Unfortunately this patch series fails the boot of OVMF at very early
stage due to triple fault because KVM doesn't support emulate string IO
to private memory. We leave it as an open to be discussed.
There are following design opens that need to be discussed:
1. how to determine the vm type?
a. like this series, specify the vm type via machine property
'kvm-type'
b. check the memory backend, if any backend has 'private' property
set, the vm-type is set to KVM_X86_PROTECTED_VM.
2. whether 'private' property is needed if we choose 1.b as design
with 1.b, QEMU can decide whether the memory region needs to be
private (allocates gmem fd for it) or not, on its own.
3. What is KVM_X86_SW_PROTECTED_VM going to look like? What's the
purose of it and what's the requirement on it. I think it's the
questions for KVM folks than QEMU folks.
Any other idea/open/question is welcomed.
Beside, TDX QEMU implemetation is based on this series to provide
private gmem for TD private memory, which can be found at [2].
And it can work corresponding KVM [3] to boot TDX guest.

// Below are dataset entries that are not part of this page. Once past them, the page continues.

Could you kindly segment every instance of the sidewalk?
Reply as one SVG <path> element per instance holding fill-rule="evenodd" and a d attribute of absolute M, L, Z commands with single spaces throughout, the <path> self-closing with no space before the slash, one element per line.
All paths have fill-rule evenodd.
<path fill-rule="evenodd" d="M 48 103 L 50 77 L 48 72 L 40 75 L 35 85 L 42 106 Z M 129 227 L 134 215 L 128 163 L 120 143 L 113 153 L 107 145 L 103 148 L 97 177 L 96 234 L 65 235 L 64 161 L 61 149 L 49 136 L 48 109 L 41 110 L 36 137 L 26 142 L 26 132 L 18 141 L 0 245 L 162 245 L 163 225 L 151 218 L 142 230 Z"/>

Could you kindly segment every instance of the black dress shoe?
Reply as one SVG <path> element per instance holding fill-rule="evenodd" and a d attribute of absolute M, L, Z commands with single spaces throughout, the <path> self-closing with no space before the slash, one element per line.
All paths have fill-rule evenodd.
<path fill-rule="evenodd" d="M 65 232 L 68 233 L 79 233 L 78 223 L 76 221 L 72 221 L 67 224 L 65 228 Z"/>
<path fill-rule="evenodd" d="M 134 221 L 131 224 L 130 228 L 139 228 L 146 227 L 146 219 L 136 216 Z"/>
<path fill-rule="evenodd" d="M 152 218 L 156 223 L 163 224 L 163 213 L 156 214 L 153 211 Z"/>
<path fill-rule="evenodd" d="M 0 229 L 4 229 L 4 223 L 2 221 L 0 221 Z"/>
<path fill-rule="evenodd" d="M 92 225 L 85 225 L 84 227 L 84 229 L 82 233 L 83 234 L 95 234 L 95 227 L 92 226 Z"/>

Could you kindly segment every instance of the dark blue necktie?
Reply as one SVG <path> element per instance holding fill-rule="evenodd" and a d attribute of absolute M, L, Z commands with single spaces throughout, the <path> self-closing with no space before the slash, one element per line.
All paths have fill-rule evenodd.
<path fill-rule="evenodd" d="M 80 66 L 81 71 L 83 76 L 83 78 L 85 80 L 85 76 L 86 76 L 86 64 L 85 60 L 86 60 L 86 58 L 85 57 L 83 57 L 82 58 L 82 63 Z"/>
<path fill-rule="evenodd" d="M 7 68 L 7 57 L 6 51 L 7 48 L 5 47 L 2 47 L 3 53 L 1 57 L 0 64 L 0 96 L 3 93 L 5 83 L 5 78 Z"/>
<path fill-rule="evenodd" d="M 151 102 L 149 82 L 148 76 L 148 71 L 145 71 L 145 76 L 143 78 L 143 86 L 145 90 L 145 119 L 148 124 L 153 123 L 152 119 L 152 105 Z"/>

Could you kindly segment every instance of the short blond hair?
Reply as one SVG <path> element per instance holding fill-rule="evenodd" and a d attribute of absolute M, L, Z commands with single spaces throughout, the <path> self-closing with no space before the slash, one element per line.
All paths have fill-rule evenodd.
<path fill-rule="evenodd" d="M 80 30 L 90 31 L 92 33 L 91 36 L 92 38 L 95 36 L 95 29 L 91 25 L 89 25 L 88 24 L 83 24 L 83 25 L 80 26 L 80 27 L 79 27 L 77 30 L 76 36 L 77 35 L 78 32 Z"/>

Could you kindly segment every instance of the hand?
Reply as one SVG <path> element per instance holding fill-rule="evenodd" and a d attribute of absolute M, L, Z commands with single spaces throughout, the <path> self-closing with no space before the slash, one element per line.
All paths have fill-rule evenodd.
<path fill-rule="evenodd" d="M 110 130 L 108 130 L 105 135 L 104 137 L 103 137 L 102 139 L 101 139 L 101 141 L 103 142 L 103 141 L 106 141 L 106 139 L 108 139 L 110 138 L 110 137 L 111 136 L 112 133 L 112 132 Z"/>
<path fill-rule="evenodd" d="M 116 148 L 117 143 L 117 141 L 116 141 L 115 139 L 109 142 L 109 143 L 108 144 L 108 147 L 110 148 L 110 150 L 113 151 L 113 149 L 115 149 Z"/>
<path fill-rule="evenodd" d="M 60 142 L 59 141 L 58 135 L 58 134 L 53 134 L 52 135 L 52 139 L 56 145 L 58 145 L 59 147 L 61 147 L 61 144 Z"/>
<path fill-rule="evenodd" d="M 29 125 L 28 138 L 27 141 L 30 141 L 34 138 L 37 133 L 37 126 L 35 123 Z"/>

We already have a general purpose configuration mechanism for
confidential guests. The -machine argument has a property
confidential-guest-support=$OBJECT-ID, for pointing to an
object that implements the TYPE_CONFIDENTIAL_GUEST_SUPPORT
interface in QEMU. This is implemented with SEV, PPC PEF
mode, and s390 protvirt.
I would expect TDX to follow this same design ie
qemu-system-x86_64 \
-object tdx-guest,id=tdx0,..... \
-machine q35,confidential-guest-support=tdx0 \
...
and not require inventing the new 'kvm-type' attribute at least.
yes.
TDX is initialized exactly as the above.
This RFC series introduces the 'kvm-type' for KVM_X86_SW_PROTECTED_VM.
It's my fault that forgot to list the option of introducing
sw_protected_vm object with CONFIDENTIAL_GUEST_SUPPORT interface.
Thanks for Isaku to raise it
https://lore.kernel.org/qemu-devel/20230731171041.GB1807130@xxxxxxxxxxxxxxxxxxxxx/
we can specify KVM_X86_SW_PROTECTED_VM this way:
qemu \
-object sw-protected,id=swp0,... \
-machine confidential-guest-support=swp0 \
...
For the memory backend though, I'm not so sure - possibly that
might be something that still wants an extra property to identify
the type of memory to allocate, since we use memory-backend-ram
for a variety of use cases. Or it could be an entirely new object
type such as "memory-backend-gmem"
What I want to discuss is whether providing the interface to users to
allow them configuring which memory is/can be private. For example, QEMU
can do it internally. If users wants a confidential guest, QEMU
allocates private gmem for normal RAM automatically.